Nabi Muhammad Saw bersabda, "Orang yang paling jahat adalah yang memusuhi orang-orang Mukmin dan hati umat Islam juga membenci mereka."[2]
Di masa Nabi Saw, ada dua orang pemuda yang bertengkar. Yang satu berasal dari kaum Muhajirin dan yang kedua dari Anshar. Pemuda Muhajirin berteriak, "Wahai Muhajirin! Tolong saya." Pada saat yang sama, pemuda Anshar juga berteriak, "Wahai Anshar! Bantu saya." Mendengar teriakan keduanya, Nabi Saw keluar dan berkata, "Ada apa dengan teriakan Jahiliah ini?" Orang-orang yang ada di sana menjawab, "Wahai Nabi Allah! Tidak demikian. Ada dua anak muda yang bertengkar dan ada seorang yang menyerang dari belakang."
Nabi Saw bersabda, "Tidak ada yang penting dalam pertikaian ini. Tapi setiap orang harus menolong saudaranya, baik itu penindas atau tertindas. Bila saudaranya pezalim, maka hendaknya mencegah perbuatannya. Inilah upaya dalam membantunya. Sementara bila saudaranya orang yang dizalimi, maka tolonglah dia."[3]
Nabi Saw dan Imam Maksum as senantiasa berusaha agar masyarakat Islam tidak menjadi sasaran para pelaku fitnah dan perselisihan. Mereka berusaha menciptakan perdamaian di antara masyarakat. Dari sini, Imam Ali as pasca wafatnya Nabi Muhammad Saw tidak bersikeras menuntut hak khilafah dikarenakan melihat pentingnya maslahat seluruh masyarakat Islam. Dengan demikian segala bentuk perselisihan sampai pertumpahan darah dapat dihindari.

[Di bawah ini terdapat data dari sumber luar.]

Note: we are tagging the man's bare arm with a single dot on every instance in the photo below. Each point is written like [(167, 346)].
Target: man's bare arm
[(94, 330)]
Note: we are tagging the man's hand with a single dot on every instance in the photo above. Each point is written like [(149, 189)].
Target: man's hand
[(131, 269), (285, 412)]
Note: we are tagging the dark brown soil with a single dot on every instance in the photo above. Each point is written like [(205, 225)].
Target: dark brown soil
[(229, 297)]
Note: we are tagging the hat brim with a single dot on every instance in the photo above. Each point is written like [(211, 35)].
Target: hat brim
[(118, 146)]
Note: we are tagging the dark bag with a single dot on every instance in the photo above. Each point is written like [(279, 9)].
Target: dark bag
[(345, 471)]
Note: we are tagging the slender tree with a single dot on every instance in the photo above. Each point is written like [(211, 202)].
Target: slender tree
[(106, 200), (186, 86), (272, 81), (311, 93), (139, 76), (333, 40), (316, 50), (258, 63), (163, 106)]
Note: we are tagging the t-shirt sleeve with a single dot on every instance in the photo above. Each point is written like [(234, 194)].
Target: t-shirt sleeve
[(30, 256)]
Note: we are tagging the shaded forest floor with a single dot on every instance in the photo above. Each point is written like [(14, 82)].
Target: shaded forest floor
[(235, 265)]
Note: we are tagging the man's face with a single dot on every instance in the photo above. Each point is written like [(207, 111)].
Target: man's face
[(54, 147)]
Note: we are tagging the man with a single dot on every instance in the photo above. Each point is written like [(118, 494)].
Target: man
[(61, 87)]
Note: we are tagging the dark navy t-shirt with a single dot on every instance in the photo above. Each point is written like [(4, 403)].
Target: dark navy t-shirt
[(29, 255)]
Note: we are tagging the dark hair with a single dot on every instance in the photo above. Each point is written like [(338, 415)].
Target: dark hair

Imam Ali as dalam khutbahnya menyinggung masalah ini:
"Sesungguhnya Allah Swt ketika mengambil ruh Nabi-Nya, Quraisy dengan percaya diri mendahulukan dirinya dari kami. Akhirnya, kami yang lebih layak dari semua dalam memimpin umat tidak dapat meraih hak kami. Tapi aku menyaksikan bahwa sesungguhnya bersabar bagiku lebih utama ketimbang terjadinya perselisihan di antara umat Islam dan terjadi pertumpahan darah. Karena masyarakat baru saja menerima Islam, sementara agama seperti tempat air yang penuh dengan susu yang hampir rusak dan sedikit kelemahan dan kelalaian akan merusaknya."[4]
Sumber: Dousti va Doust Dashtan dar Quran va Rivayat, Mohammad Hemmati, Markaz Pezhouhesh-ha Eslami Seda Va Sima, Qom, 1392 Hs.
[1] . Mustadrak al-Wasail, jilid 13, hal 147.
[2] . Syeikh Hurr al-?Amili, Wasail as-Syiah, jilid 12, hal 19.
[3] . Muslim bin Hajjaj Naisyaburi, Sahih Muslim, jilid 4, hal 1998.
[4] . Ibnu Abi al-Hadid, Syarh Nahju al-Balaghah, jilid 1, hal 308.